How to Configure Clusters to Use Kerberos for Authentication

Cloudera clusters can use Kerberos to authenticate services running on the cluster and the users who need access to those services. This How To guide provides the requirements, pre-requisites, and high-level summary of the steps needed to integrate clusters with Kerberos for authentication.

The following are the general steps for integrating Kerberos with Cloudera clusters without using the Cloudera Manager configuration wizard.

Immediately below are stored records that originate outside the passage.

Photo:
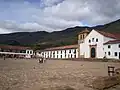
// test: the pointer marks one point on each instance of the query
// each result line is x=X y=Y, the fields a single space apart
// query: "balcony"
x=80 y=41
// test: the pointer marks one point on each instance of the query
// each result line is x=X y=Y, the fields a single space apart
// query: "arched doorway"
x=93 y=52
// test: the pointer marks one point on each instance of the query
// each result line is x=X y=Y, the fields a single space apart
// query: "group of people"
x=42 y=60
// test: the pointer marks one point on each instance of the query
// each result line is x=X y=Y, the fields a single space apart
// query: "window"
x=97 y=40
x=115 y=53
x=109 y=53
x=69 y=51
x=119 y=45
x=65 y=51
x=109 y=46
x=27 y=52
x=31 y=52
x=74 y=51
x=80 y=36
x=83 y=36
x=92 y=39
x=61 y=56
x=89 y=41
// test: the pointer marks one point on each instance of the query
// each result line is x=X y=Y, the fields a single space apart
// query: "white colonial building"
x=70 y=51
x=96 y=45
x=91 y=44
x=15 y=51
x=112 y=49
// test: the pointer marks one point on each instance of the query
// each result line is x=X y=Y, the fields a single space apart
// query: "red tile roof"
x=84 y=31
x=110 y=35
x=62 y=47
x=14 y=47
x=112 y=42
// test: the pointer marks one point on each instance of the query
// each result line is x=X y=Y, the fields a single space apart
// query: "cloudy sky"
x=54 y=15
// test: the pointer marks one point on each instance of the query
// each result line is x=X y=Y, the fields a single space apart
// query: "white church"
x=94 y=44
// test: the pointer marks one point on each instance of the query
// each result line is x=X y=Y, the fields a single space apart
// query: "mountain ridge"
x=56 y=38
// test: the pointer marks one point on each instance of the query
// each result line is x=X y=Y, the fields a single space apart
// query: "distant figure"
x=4 y=57
x=40 y=60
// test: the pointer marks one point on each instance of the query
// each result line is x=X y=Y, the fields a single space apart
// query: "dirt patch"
x=29 y=74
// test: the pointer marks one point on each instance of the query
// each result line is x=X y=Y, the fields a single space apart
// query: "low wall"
x=87 y=59
x=101 y=83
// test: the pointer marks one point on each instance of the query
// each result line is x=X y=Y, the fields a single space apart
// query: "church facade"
x=91 y=44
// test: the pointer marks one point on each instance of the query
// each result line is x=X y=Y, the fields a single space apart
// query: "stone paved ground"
x=29 y=74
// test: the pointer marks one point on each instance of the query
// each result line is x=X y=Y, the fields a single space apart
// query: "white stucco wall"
x=113 y=48
x=61 y=53
x=85 y=47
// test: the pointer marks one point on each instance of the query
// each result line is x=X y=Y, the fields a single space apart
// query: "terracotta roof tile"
x=14 y=47
x=110 y=35
x=62 y=47
x=112 y=42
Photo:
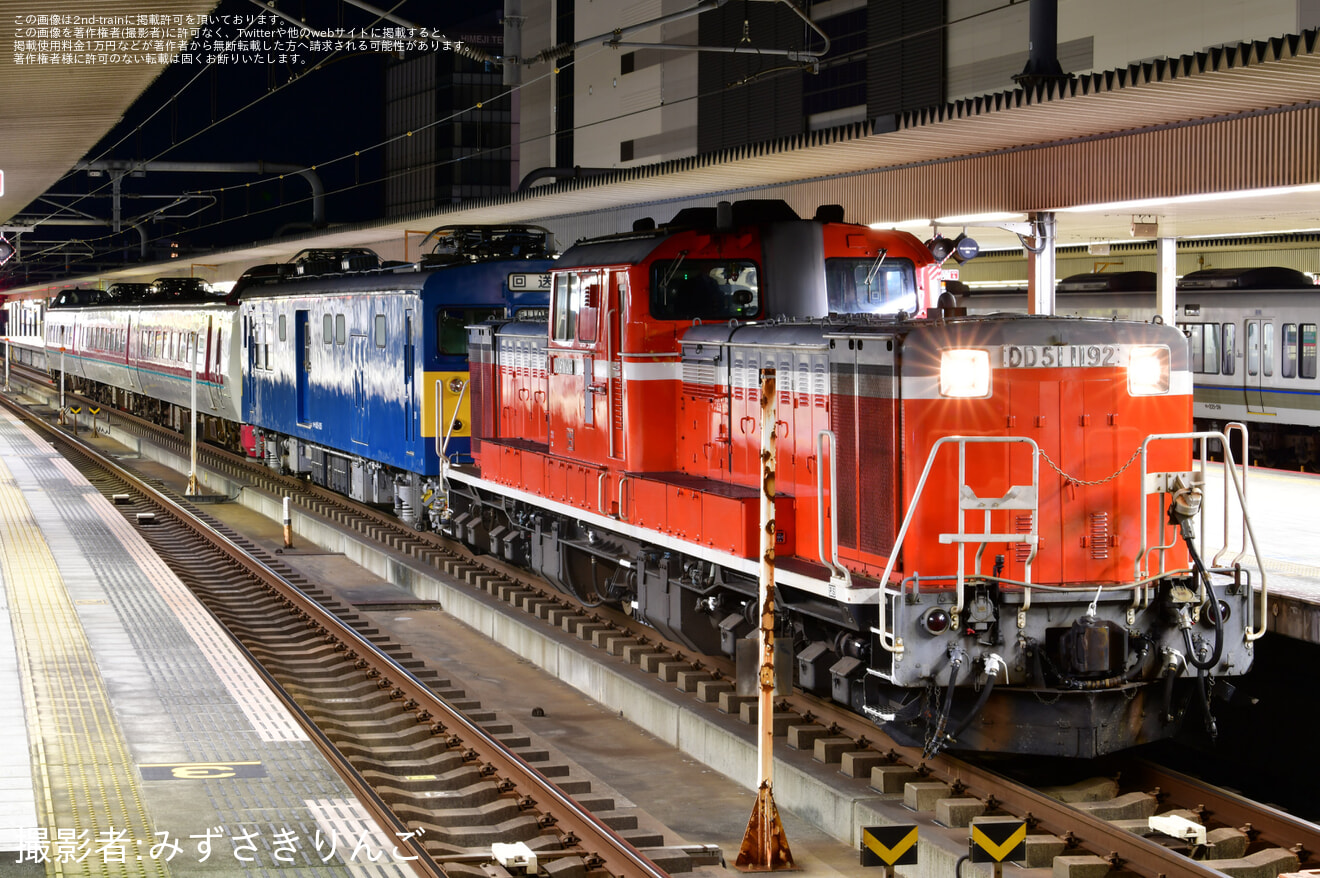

Step 1: Verify Requirements and Assumptions

The steps outlined below assume that:
  • The Kerberos instance has been setup, is running, and is available during the configuration process.
  • The Cloudera cluster has been installed and is operational, with all services fully-functional—Cloudera Manager Server, CDH, and Cloudera Manager Agent processes on all cluster nodes.

Hosts Configured for AES-256 Encryption

By default, CentOS and RHEL 5.5 (and higher) use AES-256 encryption for Kerberos tickets. If you use either of these platforms for your cluster, the Java Cryptography Extension (JCE) Unlimited Strength Jurisdiction Policy File must be installed on all cluster hosts.

To install the JCE Policy file on the host system at the OS layer:
  1. Download the jce_policy-x.zip
  2. Unzip the file
  3. Follow the steps in the README.txt to install it.

Required Administrator Privileges

Setting up the Cloudera cluster to use Kerberos for authentication requires complete administrator access to the cluster and administrator privileges on the Kerberos instance:

If you do not have administrator privileges on the Kerberos instance, you will need help from the Kerberos administrator before you can complete the process.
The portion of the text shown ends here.